What if, when Petunia Dursley found a little boy on her front doorstep, she took him in? Not into the cupboard under the stairs, not into a twisted childhood of tarnished worth and neglect–what if she took him in?
Petunia was jealous, selfish and vicious. We will not pretend she wasn’t. She looked at that boy on her doorstep and thought about her Dudders, barely a month older than this boy. She looked at his eyes and her stomach turned over and over. (Severus Snape saved Harry’s life for his eyes. Let’s have Petunia save it despite them).
Let’s tell a story where Petunia Dursley found a baby boy on her doorstep and hated his eyes–she hated them. She took him in and fed him and changed him and got him his shots, and she hated his eyes up until the day she looked at the boy and saw her nephew, not her sister’s shadow. When Harry was two and Vernon Dursley bought Dudley a toy car and Harry a fast food meal with a toy with parts he could choke on Petunia packed her things and got a divorce.
Harry grew up small and skinny, with knobbly knees and the unruly hair he got from his father. He got cornered behind the dumpsters and in the restrooms, got blood on the jumpers Petunia had found, half-price, at the hand-me-down store. He was still chosen last for sports. But Dudley got blood on his sweaters, too, the ones Petunia had found at the hand-me-down store, half price, because that was all a single mother working two secretary jobs could afford for her two boys, even with Vernon’s grudging child support.
They beat Harry for being small and they laughed at Dudley for being big, and slow, and dumb. Students jeered at him and teachers called Dudley out in class, smirked over his backwards letters.
Harry helped him with his homework, snapped out razored wit in classrooms when bullies decided to make Dudley the butt of anything; Harry cornered Dudley in their tiny cramped kitchen and called him smart, and clever, and ‘better ‘n all those jerks anyway’ on the days Dudley believed it least.
Dudley walked Harry to school and back, to his advanced classes and past the dumpsters, and grinned, big and slow and not dumb at all, at anyone who tried to mess with them.
But was that how Petunia got the news? Her husband complained about owls and staring cats all day long and in the morning Petunia found a little tyke on her doorsep. This was how the wizarding world chose to give the awful news to Lily Potter’s big sister: a letter, tucked in beside a baby boy with her sister’s eyes.
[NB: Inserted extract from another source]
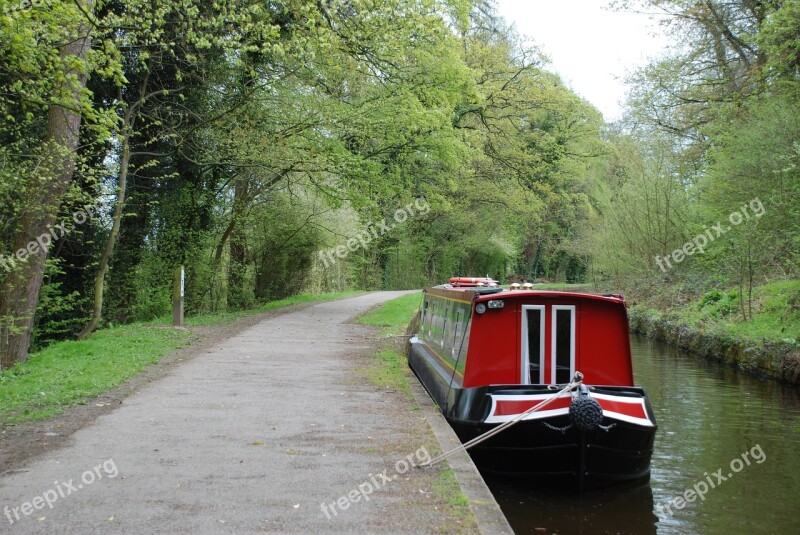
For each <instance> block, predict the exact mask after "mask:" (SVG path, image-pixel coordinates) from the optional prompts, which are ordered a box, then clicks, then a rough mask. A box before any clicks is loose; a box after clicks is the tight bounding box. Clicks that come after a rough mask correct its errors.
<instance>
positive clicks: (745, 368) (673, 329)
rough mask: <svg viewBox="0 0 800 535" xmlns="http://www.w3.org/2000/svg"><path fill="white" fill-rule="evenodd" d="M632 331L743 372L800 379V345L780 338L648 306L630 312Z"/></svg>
mask: <svg viewBox="0 0 800 535" xmlns="http://www.w3.org/2000/svg"><path fill="white" fill-rule="evenodd" d="M628 314H629V318H630V326H631V332H633V333H636V334H641V335H644V336H647V337H649V338H651V339H653V340H657V341H660V342H665V343H667V344H670V345H672V346H675V347H676V348H678V349H680V350H683V351H686V352H688V353H691V354H693V355H697V356H700V357H702V358H705V359H708V360H713V361H716V362H719V363H723V364H726V365H728V366H732V367H734V368H737V369H739V370H741V371H743V372H746V373H749V374H752V375H755V376H758V377H762V378H769V379H774V380H777V381H782V382H785V383H789V384H792V385H796V384H798V381H800V347H799V346H798V345H797V344H796V343H789V342H784V341H776V340H766V339H764V340H761V341H759V342H756V341H753V340H746V339H742V338H737V337H734V336H731V335H727V334H723V333H720V332H714V331H707V330H703V329H699V328H697V327H694V326H692V325H690V324H688V323H687V322H685V321H683V320H682V319H680V318H679V317H678V316H675V315H670V314H662V313H659V312H657V311H655V310H653V309H648V308H645V307H641V306H640V307H631V308H630V309H629V311H628Z"/></svg>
There were no Potters left. Petunia was the one who had to arrange the funeral. She had them both buried in Godric’s Hollow. Lily had chosen her world and Petunia wouldn’t steal her from it, not even in death. The wizarding world had gotten her sister killed; they could stand in that cold little wizard town and mourn by the old stone.
(Petunia would curl up with a big mug of hot tea and a little bit of vodka, when her boys were safely asleep, and toast her sister’s vanished ghost. Her nephew called her ‘Tune’ not 'Tuney,’ and it only broke her heart some days.
Before Harry was even three, she would look at his green eyes tracking a flight of geese or blinking mischieviously back at her and she would not think 'you have your mother’s eyes.’
A wise old man had left a little boy on her doorstep with her sister’s eyes. Petunia raised a young man who had eyes of his very own).
Petunia snapped and burnt the eggs at breakfast. She worked too hard and knew all the neighbors’ worst secrets. Her bedtime stories didn’t quite teach the morals growing boys ought to learn: be suspicious, be wary; someone is probably out to get you. You owe no one your kindness. Knowledge is power and let no one know you have it. If you get can get away with it, then the rule is probably meant for breaking.
Harry grew up loved. Petunia still ran when the letters came. This was her nephew, and this world, this letter, these eyes, had killed her sister. When Hagrid came and knocked down the door of some poor roadside motel, Petunia stood in front of both her boys, shaking. When Hagrid offered Harry a squashed birthday cake with big, kind, clumsy hands, he reminded Harry more than anything of his cousin.
His aunt was still shaking but Harry, eleven years and eight minutes old, decided that any world that had people like his big cousin in it couldn’t be all bad. “I want to go,” Harry told his aunt and he promised to come home.